Whitetail Food: Food Plots


White-tailed deer can be attracted to food plots. The establishment and maintenance of food plots can be a component of any wildlife management plan. When used in conjunction with other habitat management techniques, food plots are useful for attracting wildlife. However, landowners may have unrealistic expectations about the utility and function of food plots. Food plots are not a replacement for habitat management. They can enhance your property for wildlife by increasing the numbers that frequent your property at different times of the year. Food plots can also be a supplemental food source during harsh weather conditions when they are a part of a comprehensive wildlife management plan.

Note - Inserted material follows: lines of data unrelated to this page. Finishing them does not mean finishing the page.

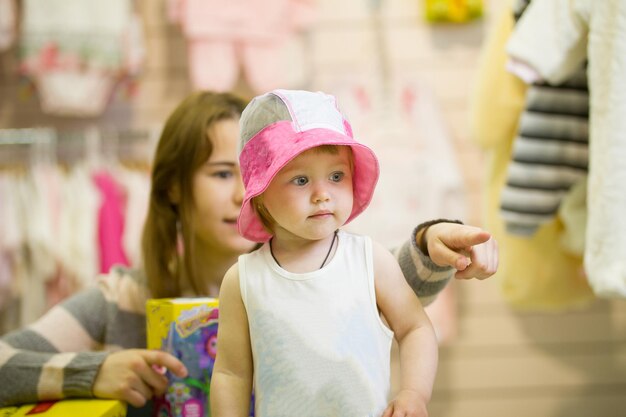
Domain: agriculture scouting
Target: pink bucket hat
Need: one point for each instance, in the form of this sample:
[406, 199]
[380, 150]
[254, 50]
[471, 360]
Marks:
[278, 126]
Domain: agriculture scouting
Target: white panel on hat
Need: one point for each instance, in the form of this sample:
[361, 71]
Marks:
[312, 110]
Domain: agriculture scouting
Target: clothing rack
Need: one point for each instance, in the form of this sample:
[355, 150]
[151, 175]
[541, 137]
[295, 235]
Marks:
[51, 145]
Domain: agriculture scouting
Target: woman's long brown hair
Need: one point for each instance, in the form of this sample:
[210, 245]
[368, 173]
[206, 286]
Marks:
[183, 147]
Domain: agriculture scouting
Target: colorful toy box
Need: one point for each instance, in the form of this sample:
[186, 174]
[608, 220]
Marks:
[68, 408]
[186, 328]
[457, 11]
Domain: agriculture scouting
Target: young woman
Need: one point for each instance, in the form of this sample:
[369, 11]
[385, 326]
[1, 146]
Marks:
[93, 344]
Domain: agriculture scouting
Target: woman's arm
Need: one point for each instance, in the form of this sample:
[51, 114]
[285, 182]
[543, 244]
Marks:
[41, 361]
[63, 354]
[440, 249]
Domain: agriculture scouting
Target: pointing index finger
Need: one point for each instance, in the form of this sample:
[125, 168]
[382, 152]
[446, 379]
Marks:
[159, 360]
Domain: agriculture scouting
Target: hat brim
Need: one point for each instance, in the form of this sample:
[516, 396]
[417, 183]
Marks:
[278, 144]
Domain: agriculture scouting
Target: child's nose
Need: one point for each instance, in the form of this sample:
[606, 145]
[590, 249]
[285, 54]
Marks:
[320, 195]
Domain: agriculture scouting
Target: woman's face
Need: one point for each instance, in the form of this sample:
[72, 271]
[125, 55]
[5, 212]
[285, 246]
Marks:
[218, 193]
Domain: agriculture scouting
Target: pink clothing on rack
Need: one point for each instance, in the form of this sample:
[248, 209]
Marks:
[110, 221]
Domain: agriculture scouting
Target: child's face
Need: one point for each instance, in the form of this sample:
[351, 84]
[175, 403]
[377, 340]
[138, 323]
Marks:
[218, 192]
[311, 196]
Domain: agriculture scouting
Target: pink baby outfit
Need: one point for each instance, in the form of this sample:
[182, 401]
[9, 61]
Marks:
[222, 35]
[76, 51]
[8, 16]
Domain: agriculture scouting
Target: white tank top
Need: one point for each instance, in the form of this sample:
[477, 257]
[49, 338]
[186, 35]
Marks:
[318, 343]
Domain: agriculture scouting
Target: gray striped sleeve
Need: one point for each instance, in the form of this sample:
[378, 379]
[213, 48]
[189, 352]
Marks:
[80, 374]
[19, 377]
[88, 309]
[425, 277]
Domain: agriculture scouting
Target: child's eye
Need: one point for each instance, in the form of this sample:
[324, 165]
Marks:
[336, 176]
[300, 180]
[222, 174]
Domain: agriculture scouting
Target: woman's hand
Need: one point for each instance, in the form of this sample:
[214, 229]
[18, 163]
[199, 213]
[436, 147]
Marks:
[135, 375]
[471, 250]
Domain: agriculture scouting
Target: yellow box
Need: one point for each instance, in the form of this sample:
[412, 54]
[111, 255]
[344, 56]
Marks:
[68, 408]
[186, 328]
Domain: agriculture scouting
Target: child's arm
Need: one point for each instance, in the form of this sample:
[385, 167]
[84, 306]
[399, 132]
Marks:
[231, 382]
[413, 331]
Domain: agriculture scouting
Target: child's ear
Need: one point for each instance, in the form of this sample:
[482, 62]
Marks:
[174, 194]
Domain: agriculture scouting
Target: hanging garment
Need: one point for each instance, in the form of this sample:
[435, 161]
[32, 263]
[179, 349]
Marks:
[77, 51]
[535, 273]
[254, 34]
[110, 221]
[554, 37]
[550, 152]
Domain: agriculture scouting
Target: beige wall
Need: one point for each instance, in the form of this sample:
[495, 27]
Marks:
[501, 363]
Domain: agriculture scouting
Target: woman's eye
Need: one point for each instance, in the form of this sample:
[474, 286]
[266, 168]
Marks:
[336, 176]
[300, 180]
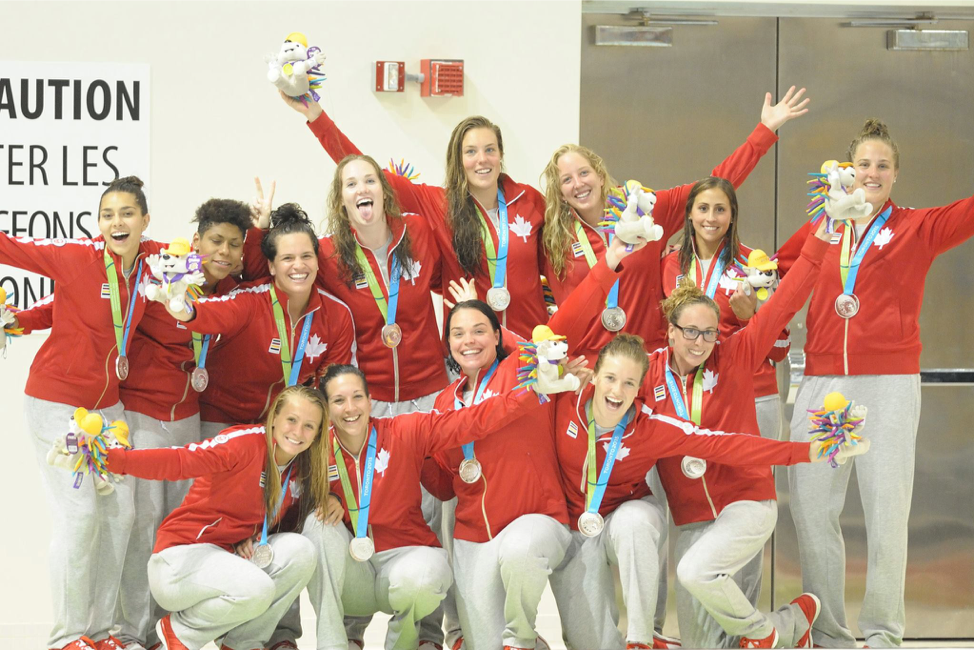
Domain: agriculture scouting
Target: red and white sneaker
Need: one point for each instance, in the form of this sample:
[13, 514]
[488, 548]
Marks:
[111, 643]
[167, 637]
[769, 641]
[661, 642]
[810, 606]
[84, 643]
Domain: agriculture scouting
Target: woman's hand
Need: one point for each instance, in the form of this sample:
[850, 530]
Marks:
[311, 110]
[787, 109]
[261, 207]
[332, 512]
[619, 250]
[465, 290]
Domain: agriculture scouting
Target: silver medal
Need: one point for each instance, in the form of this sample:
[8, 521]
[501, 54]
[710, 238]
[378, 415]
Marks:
[263, 556]
[693, 467]
[200, 379]
[847, 305]
[498, 298]
[122, 368]
[590, 524]
[361, 549]
[391, 335]
[613, 318]
[470, 470]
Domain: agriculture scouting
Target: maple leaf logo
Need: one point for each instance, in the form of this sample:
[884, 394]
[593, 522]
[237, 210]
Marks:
[412, 273]
[521, 228]
[315, 347]
[622, 453]
[382, 462]
[709, 381]
[883, 237]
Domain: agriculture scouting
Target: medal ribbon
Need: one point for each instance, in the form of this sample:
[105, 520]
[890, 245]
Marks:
[596, 488]
[496, 261]
[613, 299]
[848, 271]
[395, 274]
[291, 372]
[477, 398]
[280, 502]
[360, 513]
[121, 331]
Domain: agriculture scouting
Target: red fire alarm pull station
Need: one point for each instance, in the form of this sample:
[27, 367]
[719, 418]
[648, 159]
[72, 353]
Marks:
[441, 77]
[389, 76]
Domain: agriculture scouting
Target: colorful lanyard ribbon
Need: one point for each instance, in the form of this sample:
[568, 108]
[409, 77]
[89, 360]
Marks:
[201, 344]
[677, 395]
[477, 398]
[121, 331]
[388, 311]
[280, 502]
[613, 300]
[848, 271]
[291, 372]
[496, 262]
[716, 272]
[596, 488]
[360, 513]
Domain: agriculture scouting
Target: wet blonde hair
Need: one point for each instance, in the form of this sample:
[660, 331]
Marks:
[559, 222]
[686, 294]
[875, 129]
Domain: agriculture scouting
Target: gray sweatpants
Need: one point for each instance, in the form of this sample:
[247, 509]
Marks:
[211, 592]
[407, 582]
[85, 526]
[583, 586]
[885, 478]
[154, 500]
[715, 599]
[500, 582]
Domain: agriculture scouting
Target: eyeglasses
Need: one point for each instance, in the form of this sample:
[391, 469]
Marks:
[692, 333]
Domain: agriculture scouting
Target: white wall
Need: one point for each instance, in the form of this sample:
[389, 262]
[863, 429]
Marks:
[216, 123]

Much of the current literature regarding the use and necessity of food plots originates from the southeastern United States. Soil fertility and water abundance in the southeast are relatively poor compared to those found in Indiana. Research confirms that the presence and condition of many wildlife species are correlated to soil. Soil fertility is an indicator of food quality and quantity. Food supplementation can be important for managing wildlife in the Southeast; however, in the Midwest, wildlife populations are not as dependent upon supplemental food plots, although they will use supplements if available. Productive glaciated soils found in the Midwest support a bounty of food for white-tailed deer and other wildlife in areas with a mixture of agricultural crops, woodlots, and old fields.

Establishing food plots can be a costly endeavor. Therefore, it is important to understand what food plots can do. Food plots can potentially attract more deer to an area, they increase the chance of seeing one or more mature deer that have large racks, and they can potentially concentrate deer during the hunting season, especially if the food plot is planted to a winter crop such as winter oats, wheat, or rye. In addition, food plots can provide a supplemental food source for deer that might be important during harsh winters or when hard mast failures occur. This is true for corn in particular, but also for winter wheat and sometimes grain sorghum.